Tiered Storage Partition Copy

In my last tiered storage sliding window post, I shared a sliding window script that also moves an older partition to a different filegroup as part of a tiered storage strategy. This approach allows one to keep actively used partitions on the fastest storage available while keeping older less frequently used data on less expensive storage. That version of the script moves data efficiently using a staging table and CREATE INDEX…DROP EXISTING but the downside is the data being moved is unavailable for querying from the time the partition is switched out of the main table until it is switched back in. Consequently, the maintenance needs to be scheduled during a window where data in the partition being moved isn’t needed.

This follow-up article shows an alternative copy technique instead. Data in the partition being moved is left in the main table until the after the copy completes. Once data are copied to the different filegroup, partition maintenance is performed to switch out the original partition and switch in the copied data, now on the older data filegroup. This allows data to remain online except during the final partition switches, which are fast meta-data operations. It is assumed that the data in the partition being moved is read-only during this process.

Copy Data to Slower Storage
Unfortunately, neither ALTER INDEX nor CREATE INDEX…DROP EXISTING provide the capability to repartition an individual partition of a table/index. ALTER INDEX allows one to target a specific partition during a REORGANIZE or REBUILD but not change the filegroup or partition scheme in the process. CREATE INDEX…DROP EXISTING allows a filegroup or partition scheme specification but applies to the entire index; individual partitions cannot be specified. Consequently DML (INSERT…SELECT) instead of DDL must be used in order to keep data online during the copy process.
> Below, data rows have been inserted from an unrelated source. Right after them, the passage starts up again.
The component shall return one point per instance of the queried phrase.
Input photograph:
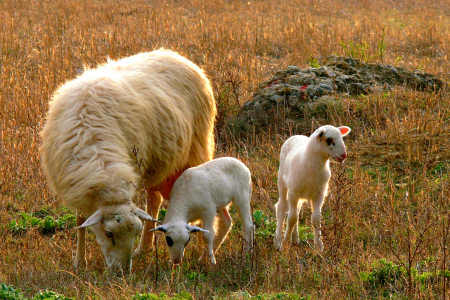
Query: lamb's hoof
(80, 264)
(212, 260)
(278, 244)
(139, 251)
(318, 246)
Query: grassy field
(385, 222)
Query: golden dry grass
(389, 201)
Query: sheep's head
(116, 228)
(330, 139)
(177, 237)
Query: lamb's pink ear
(92, 220)
(193, 228)
(321, 132)
(162, 228)
(344, 130)
(144, 216)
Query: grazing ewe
(304, 174)
(158, 103)
(203, 194)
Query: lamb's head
(177, 237)
(116, 228)
(330, 140)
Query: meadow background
(386, 220)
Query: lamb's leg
(208, 237)
(295, 236)
(223, 225)
(154, 201)
(281, 211)
(316, 207)
(292, 217)
(80, 259)
(245, 215)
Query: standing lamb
(159, 103)
(304, 174)
(203, 194)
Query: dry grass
(389, 201)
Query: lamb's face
(330, 139)
(177, 237)
(116, 228)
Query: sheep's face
(331, 141)
(177, 237)
(116, 228)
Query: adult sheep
(157, 102)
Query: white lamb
(203, 194)
(304, 174)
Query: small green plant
(9, 293)
(17, 227)
(283, 295)
(48, 225)
(383, 273)
(265, 227)
(183, 295)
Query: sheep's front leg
(281, 212)
(295, 235)
(223, 225)
(80, 259)
(208, 237)
(316, 207)
(154, 201)
(292, 218)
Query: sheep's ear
(144, 216)
(162, 228)
(321, 133)
(92, 220)
(193, 228)
(344, 130)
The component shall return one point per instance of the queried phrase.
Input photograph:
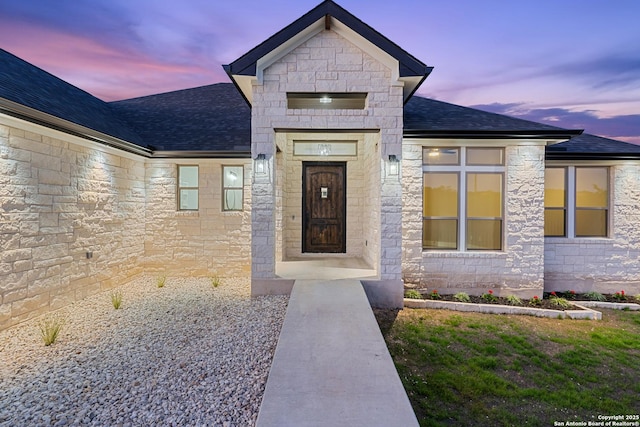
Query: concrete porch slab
(331, 366)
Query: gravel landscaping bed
(183, 354)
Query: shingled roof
(425, 117)
(25, 85)
(212, 118)
(585, 147)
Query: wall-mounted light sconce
(261, 164)
(394, 165)
(324, 149)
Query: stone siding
(60, 201)
(62, 197)
(205, 242)
(606, 265)
(518, 269)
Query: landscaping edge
(585, 313)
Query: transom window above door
(326, 100)
(463, 198)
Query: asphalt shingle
(206, 118)
(28, 85)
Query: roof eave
(28, 114)
(494, 134)
(195, 154)
(568, 155)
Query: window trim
(240, 187)
(462, 169)
(180, 188)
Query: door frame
(305, 215)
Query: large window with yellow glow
(576, 201)
(463, 198)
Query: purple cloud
(622, 127)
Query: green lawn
(479, 369)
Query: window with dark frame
(232, 188)
(576, 201)
(188, 192)
(463, 198)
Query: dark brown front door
(324, 207)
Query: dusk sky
(569, 63)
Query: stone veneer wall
(371, 211)
(516, 270)
(325, 63)
(62, 196)
(606, 265)
(59, 199)
(206, 242)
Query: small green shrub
(595, 296)
(535, 301)
(50, 327)
(620, 296)
(489, 297)
(462, 297)
(215, 281)
(160, 281)
(513, 300)
(556, 300)
(413, 294)
(116, 299)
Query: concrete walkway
(331, 366)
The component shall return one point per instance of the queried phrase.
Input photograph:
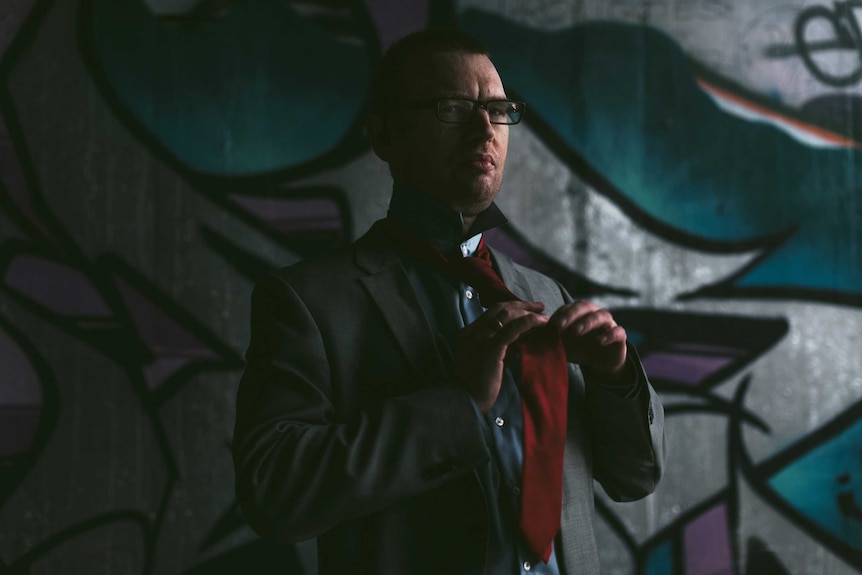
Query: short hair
(386, 80)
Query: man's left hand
(593, 339)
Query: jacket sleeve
(626, 433)
(302, 466)
(626, 436)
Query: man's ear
(380, 135)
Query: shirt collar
(438, 224)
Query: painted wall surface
(693, 164)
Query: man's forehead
(449, 73)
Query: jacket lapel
(514, 279)
(389, 287)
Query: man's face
(460, 165)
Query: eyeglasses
(462, 110)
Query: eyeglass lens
(460, 110)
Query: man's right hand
(482, 347)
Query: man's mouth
(483, 162)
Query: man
(389, 408)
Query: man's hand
(593, 339)
(482, 346)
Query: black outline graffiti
(848, 36)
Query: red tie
(543, 385)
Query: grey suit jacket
(349, 430)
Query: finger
(517, 327)
(611, 336)
(595, 321)
(516, 305)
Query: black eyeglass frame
(434, 103)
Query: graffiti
(162, 163)
(847, 37)
(828, 42)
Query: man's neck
(440, 225)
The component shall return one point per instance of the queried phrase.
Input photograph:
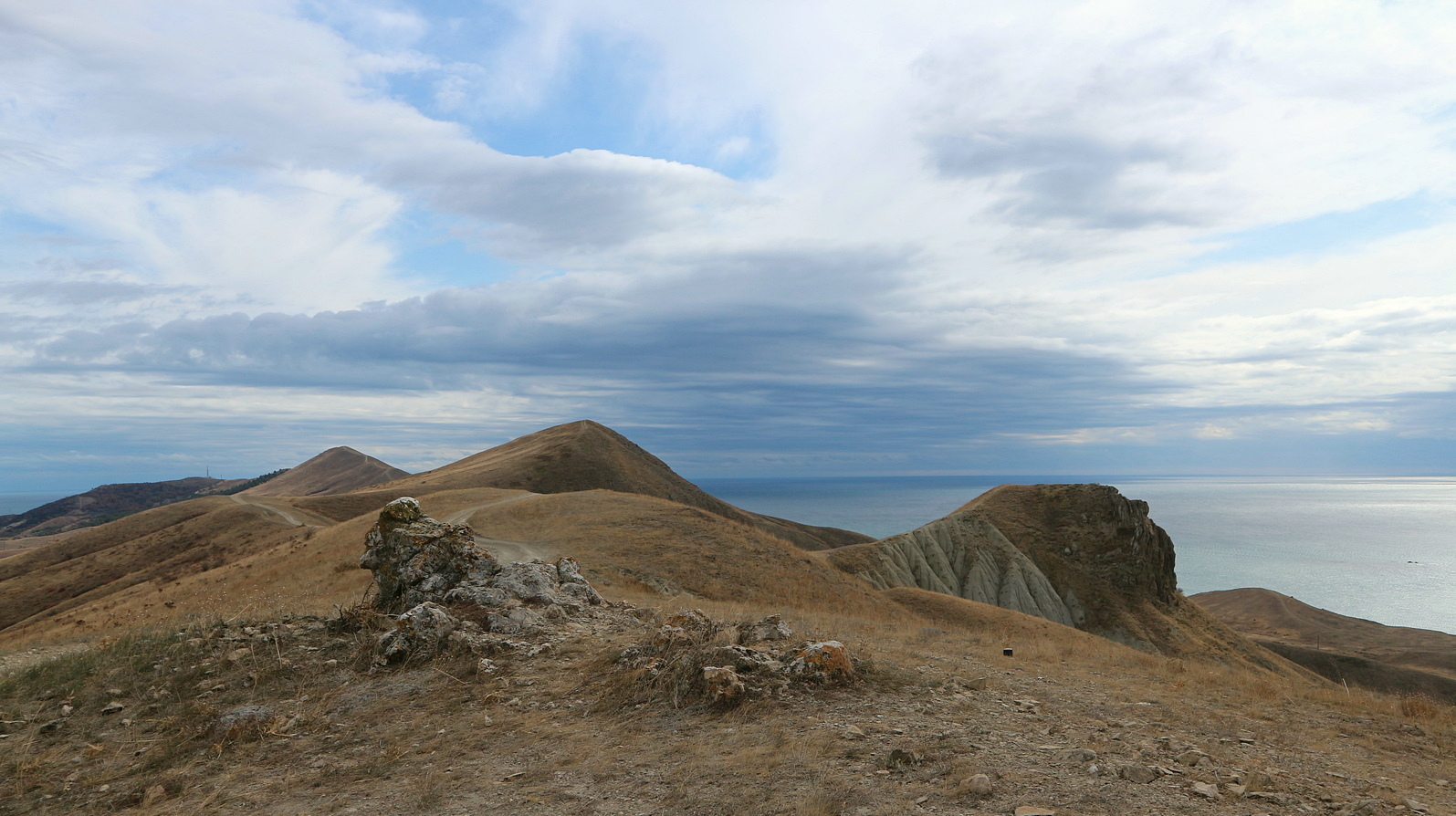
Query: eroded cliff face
(1078, 554)
(1085, 531)
(964, 556)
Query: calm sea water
(12, 504)
(1377, 549)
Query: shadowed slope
(964, 556)
(1076, 554)
(585, 455)
(337, 470)
(153, 546)
(1338, 646)
(110, 502)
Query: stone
(766, 630)
(418, 633)
(822, 662)
(416, 559)
(153, 794)
(900, 758)
(1257, 781)
(980, 784)
(1140, 774)
(724, 684)
(518, 620)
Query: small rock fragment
(900, 758)
(980, 784)
(1194, 758)
(1140, 774)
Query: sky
(759, 239)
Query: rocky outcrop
(425, 570)
(1078, 554)
(964, 556)
(1085, 529)
(416, 559)
(694, 658)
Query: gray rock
(416, 559)
(418, 633)
(1140, 774)
(969, 558)
(1204, 789)
(1257, 781)
(980, 784)
(765, 630)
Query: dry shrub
(1419, 707)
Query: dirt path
(291, 515)
(12, 662)
(503, 549)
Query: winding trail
(504, 550)
(288, 514)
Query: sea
(1375, 549)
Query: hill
(107, 504)
(1344, 649)
(1078, 554)
(597, 710)
(587, 455)
(337, 470)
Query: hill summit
(337, 470)
(587, 455)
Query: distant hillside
(337, 470)
(110, 502)
(1078, 554)
(585, 455)
(1385, 658)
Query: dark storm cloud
(743, 343)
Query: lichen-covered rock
(418, 559)
(724, 684)
(694, 656)
(418, 633)
(826, 661)
(768, 629)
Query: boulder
(421, 632)
(423, 565)
(416, 559)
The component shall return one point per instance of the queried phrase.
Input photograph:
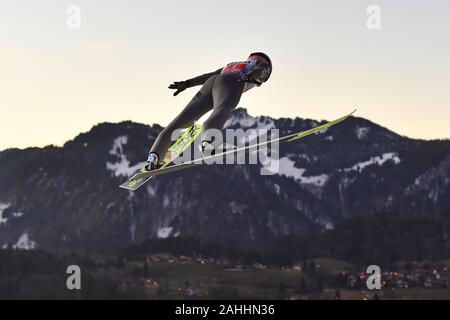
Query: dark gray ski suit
(221, 92)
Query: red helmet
(264, 58)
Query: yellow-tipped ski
(320, 128)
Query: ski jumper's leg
(196, 108)
(226, 92)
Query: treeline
(381, 239)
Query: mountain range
(67, 198)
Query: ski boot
(152, 161)
(207, 148)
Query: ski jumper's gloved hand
(179, 86)
(259, 75)
(183, 85)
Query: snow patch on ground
(286, 167)
(277, 188)
(361, 132)
(122, 166)
(236, 207)
(117, 148)
(25, 243)
(380, 160)
(164, 233)
(327, 225)
(3, 206)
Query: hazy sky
(56, 82)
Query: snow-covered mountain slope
(67, 198)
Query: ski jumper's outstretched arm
(180, 86)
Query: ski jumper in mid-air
(221, 92)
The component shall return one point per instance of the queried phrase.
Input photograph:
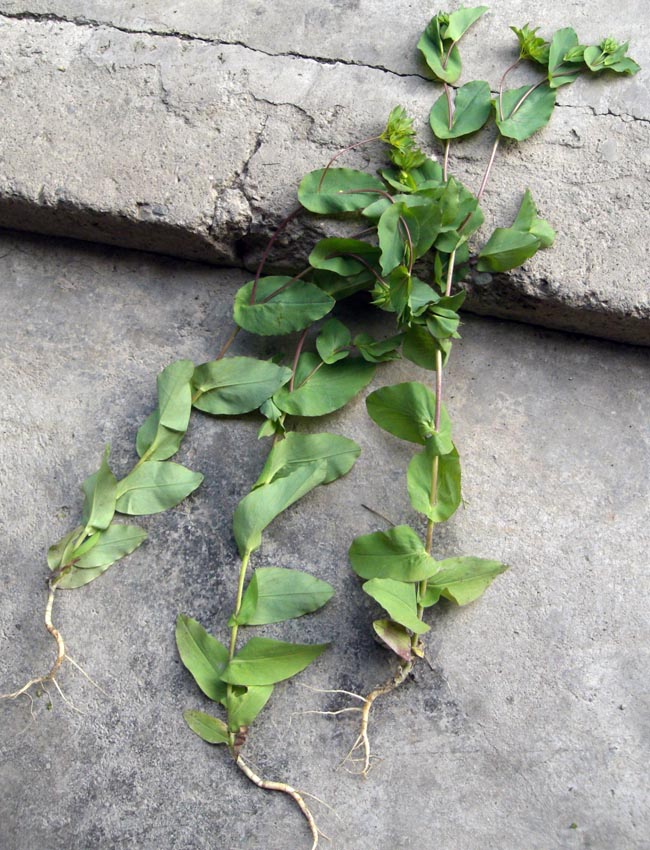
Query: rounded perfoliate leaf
(338, 453)
(394, 636)
(244, 704)
(236, 385)
(99, 496)
(525, 111)
(420, 482)
(398, 598)
(333, 342)
(107, 547)
(282, 305)
(338, 190)
(442, 57)
(261, 506)
(397, 553)
(155, 486)
(321, 389)
(345, 257)
(461, 580)
(461, 20)
(472, 107)
(408, 411)
(204, 656)
(264, 662)
(506, 249)
(275, 594)
(211, 729)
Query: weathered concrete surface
(535, 715)
(175, 131)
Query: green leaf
(400, 135)
(420, 347)
(156, 441)
(333, 342)
(408, 411)
(338, 191)
(394, 636)
(561, 72)
(339, 455)
(426, 176)
(523, 117)
(398, 599)
(236, 385)
(211, 729)
(342, 287)
(264, 662)
(528, 222)
(610, 56)
(162, 432)
(174, 395)
(461, 580)
(275, 594)
(378, 351)
(461, 20)
(392, 236)
(397, 553)
(282, 305)
(442, 323)
(99, 491)
(472, 107)
(155, 486)
(531, 46)
(60, 553)
(321, 389)
(114, 543)
(506, 249)
(442, 57)
(261, 506)
(204, 656)
(420, 478)
(111, 545)
(339, 255)
(244, 704)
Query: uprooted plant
(317, 383)
(153, 485)
(419, 213)
(417, 219)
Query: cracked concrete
(530, 732)
(184, 129)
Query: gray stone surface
(184, 129)
(535, 714)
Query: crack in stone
(91, 23)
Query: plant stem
(428, 544)
(240, 592)
(296, 358)
(341, 152)
(284, 789)
(486, 175)
(522, 100)
(450, 121)
(48, 677)
(267, 250)
(503, 82)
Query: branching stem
(49, 676)
(363, 739)
(283, 788)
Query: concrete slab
(167, 130)
(531, 731)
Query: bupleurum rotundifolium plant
(416, 219)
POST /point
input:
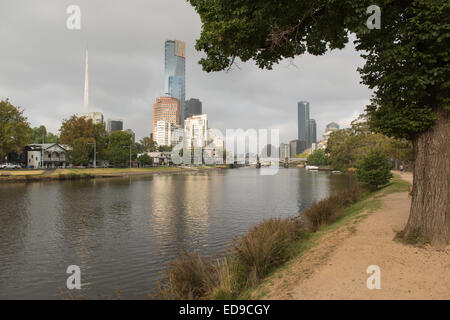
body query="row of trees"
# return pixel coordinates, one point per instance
(406, 64)
(348, 146)
(81, 134)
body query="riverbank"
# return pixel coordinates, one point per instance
(323, 254)
(91, 173)
(333, 265)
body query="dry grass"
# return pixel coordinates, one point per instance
(328, 210)
(21, 172)
(252, 256)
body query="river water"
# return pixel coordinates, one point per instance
(122, 232)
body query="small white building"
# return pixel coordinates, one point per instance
(50, 155)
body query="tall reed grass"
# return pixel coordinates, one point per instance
(252, 256)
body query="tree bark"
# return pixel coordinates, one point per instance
(430, 212)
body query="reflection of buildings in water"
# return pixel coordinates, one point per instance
(196, 205)
(165, 201)
(180, 209)
(313, 186)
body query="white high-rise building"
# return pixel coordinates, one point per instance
(196, 131)
(96, 117)
(162, 133)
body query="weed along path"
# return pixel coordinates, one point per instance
(335, 267)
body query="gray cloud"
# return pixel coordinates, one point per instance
(42, 69)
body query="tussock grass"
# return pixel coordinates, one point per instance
(252, 256)
(328, 210)
(255, 255)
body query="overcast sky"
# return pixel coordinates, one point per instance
(42, 69)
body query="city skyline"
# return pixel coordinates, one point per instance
(49, 84)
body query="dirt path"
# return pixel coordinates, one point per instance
(336, 268)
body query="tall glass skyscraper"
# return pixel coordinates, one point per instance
(175, 72)
(312, 132)
(303, 121)
(307, 128)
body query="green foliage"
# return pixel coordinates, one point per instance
(81, 150)
(75, 128)
(164, 148)
(119, 148)
(145, 160)
(318, 158)
(40, 135)
(326, 211)
(15, 131)
(100, 140)
(347, 146)
(406, 61)
(374, 170)
(148, 145)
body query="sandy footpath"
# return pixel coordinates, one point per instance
(337, 266)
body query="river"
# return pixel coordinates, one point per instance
(122, 232)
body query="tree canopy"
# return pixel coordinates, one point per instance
(406, 60)
(41, 135)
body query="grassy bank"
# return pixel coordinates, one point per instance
(79, 174)
(257, 256)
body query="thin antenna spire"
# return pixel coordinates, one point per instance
(86, 85)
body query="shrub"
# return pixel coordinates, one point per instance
(188, 277)
(374, 170)
(265, 246)
(328, 210)
(318, 158)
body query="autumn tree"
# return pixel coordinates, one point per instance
(15, 131)
(78, 129)
(74, 128)
(41, 135)
(406, 64)
(119, 148)
(318, 158)
(374, 170)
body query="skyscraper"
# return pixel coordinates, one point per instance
(166, 109)
(303, 121)
(312, 131)
(114, 125)
(175, 72)
(307, 128)
(86, 86)
(193, 108)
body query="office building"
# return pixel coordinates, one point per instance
(307, 128)
(193, 108)
(297, 146)
(114, 125)
(162, 133)
(133, 135)
(303, 120)
(175, 72)
(166, 109)
(312, 126)
(284, 151)
(196, 131)
(331, 127)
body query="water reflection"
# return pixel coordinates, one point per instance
(123, 232)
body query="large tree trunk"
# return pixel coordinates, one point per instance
(430, 212)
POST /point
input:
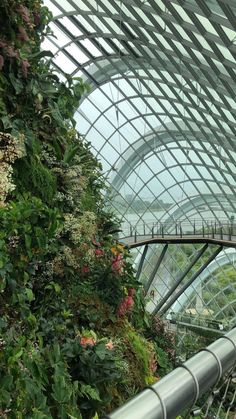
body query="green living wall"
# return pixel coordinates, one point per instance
(75, 341)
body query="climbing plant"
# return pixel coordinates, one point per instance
(68, 290)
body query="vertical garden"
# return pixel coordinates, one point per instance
(75, 341)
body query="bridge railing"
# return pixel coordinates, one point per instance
(224, 229)
(204, 386)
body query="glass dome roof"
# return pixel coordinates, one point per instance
(161, 111)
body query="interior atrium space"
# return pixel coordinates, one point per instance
(117, 209)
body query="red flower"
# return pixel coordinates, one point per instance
(85, 269)
(1, 62)
(25, 67)
(99, 252)
(22, 34)
(87, 341)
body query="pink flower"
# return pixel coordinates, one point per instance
(131, 292)
(84, 341)
(85, 269)
(117, 263)
(24, 12)
(36, 18)
(109, 345)
(99, 252)
(11, 52)
(25, 67)
(22, 34)
(96, 243)
(125, 306)
(1, 62)
(2, 43)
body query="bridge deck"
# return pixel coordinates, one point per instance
(141, 240)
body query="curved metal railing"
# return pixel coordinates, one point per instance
(223, 230)
(212, 371)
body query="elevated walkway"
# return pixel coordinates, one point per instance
(204, 386)
(210, 232)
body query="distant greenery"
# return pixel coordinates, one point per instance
(73, 327)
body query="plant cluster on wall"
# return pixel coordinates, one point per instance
(75, 340)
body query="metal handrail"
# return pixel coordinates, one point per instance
(206, 228)
(180, 389)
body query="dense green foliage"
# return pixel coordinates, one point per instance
(74, 338)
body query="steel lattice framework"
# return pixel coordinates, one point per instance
(161, 111)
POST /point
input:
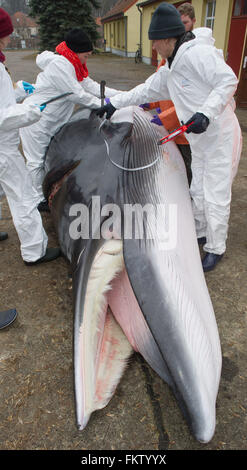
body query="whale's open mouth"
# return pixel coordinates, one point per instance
(111, 315)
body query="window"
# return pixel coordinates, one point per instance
(240, 8)
(210, 14)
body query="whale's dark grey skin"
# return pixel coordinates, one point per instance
(135, 287)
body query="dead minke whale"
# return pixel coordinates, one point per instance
(138, 282)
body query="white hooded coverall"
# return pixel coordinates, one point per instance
(58, 77)
(199, 80)
(14, 177)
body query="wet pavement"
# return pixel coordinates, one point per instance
(36, 374)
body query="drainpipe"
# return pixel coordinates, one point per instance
(140, 11)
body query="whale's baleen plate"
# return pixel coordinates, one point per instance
(144, 292)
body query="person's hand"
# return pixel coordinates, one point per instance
(156, 120)
(28, 88)
(144, 106)
(200, 123)
(41, 106)
(108, 109)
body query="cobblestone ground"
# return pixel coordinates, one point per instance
(36, 375)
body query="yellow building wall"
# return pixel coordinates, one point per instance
(114, 32)
(133, 29)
I’ll assume you’ve already slid the window by purging expired data and preparing for new data as detailed in my last article with the only task remaining to move an older partition to a slower storage filegroup. The following steps will keep the data being moved online during the potentially long copy process. The offline operations performed in steps 3-6 are metadata operations that will complete quickly, once an exclusive table lock (to avoid deadlocks) can be granted. Note that all partition functions and schemes are identical and the staging table is empty before these steps are performed.

1) Move the empty staging table partition to the older data filgegroup
2) Load data into the moved partition of the staging table
3) Switch the copied data out of the main table into a second staging table
4) Switch the adjacent partition out of the main table into the first staging table
5) Move the main table partition to the older data filegroup
6) Switch the partitions from the first staging table back into the main table

The complete DDL and script is at the end of this article. It differs from my last article (which I’ll assume you’ve already perused) by the addition of a second staging table and this alternative move technique. Below are the individual steps.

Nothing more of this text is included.